While The Telegraph may suggest that Martineau is unknown in the UK, she is certainly known to sociologists. There is (or was) a Harriet Martineau Sociological Society and there have books written about her (an example here).

While Martineau’s accomplishments are impressive for her era, it is amusing that the news story continually tries to link Middleton to Martineau. Here are some of the comparisons:

Miss Martineau was renowned for her zeal and her intellectual rigour while, on the surface at least, Miss Middleton is better-known for her saintly patience in waiting for her prince and her impossibly glossy hair.

Harriet counted among her friends the reformers and intellectuals John Stuart Mill, Sydney Smith, Florence Nightingale and Thomas Carlyle.

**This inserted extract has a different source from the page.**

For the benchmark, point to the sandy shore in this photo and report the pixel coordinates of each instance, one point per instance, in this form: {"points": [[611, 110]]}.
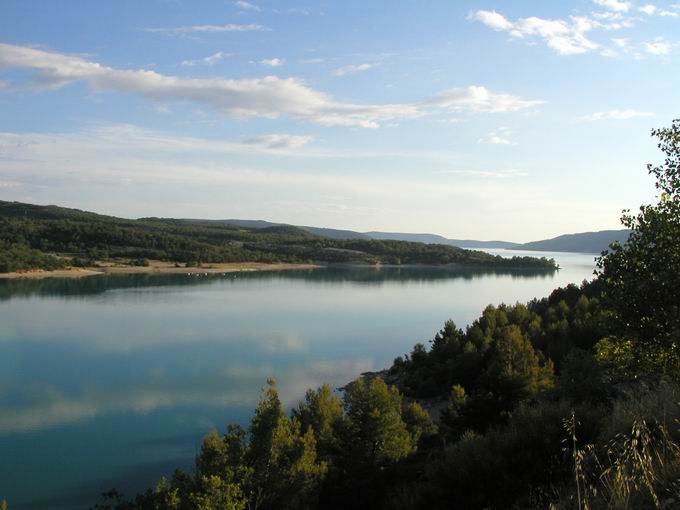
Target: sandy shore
{"points": [[155, 267]]}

Speak it not unkindly but Kate, though photographed often, has rarely been seen with a book as a companion…

Quite how much of that rebellious streak still resides in the sleek Miss Middleton’s DNA is hard to judge… But it does raise the question: is there a Harriet lurking inside Miss Middleton ready to burst forth?

This is silly: how much can someone of today really resemble an ancestor of over 100 years ago? However, we could ask if Middleton was to act like a feminist today or to undertake activities similar to Martineau, what would be the public’s response be to her joining the Royal family?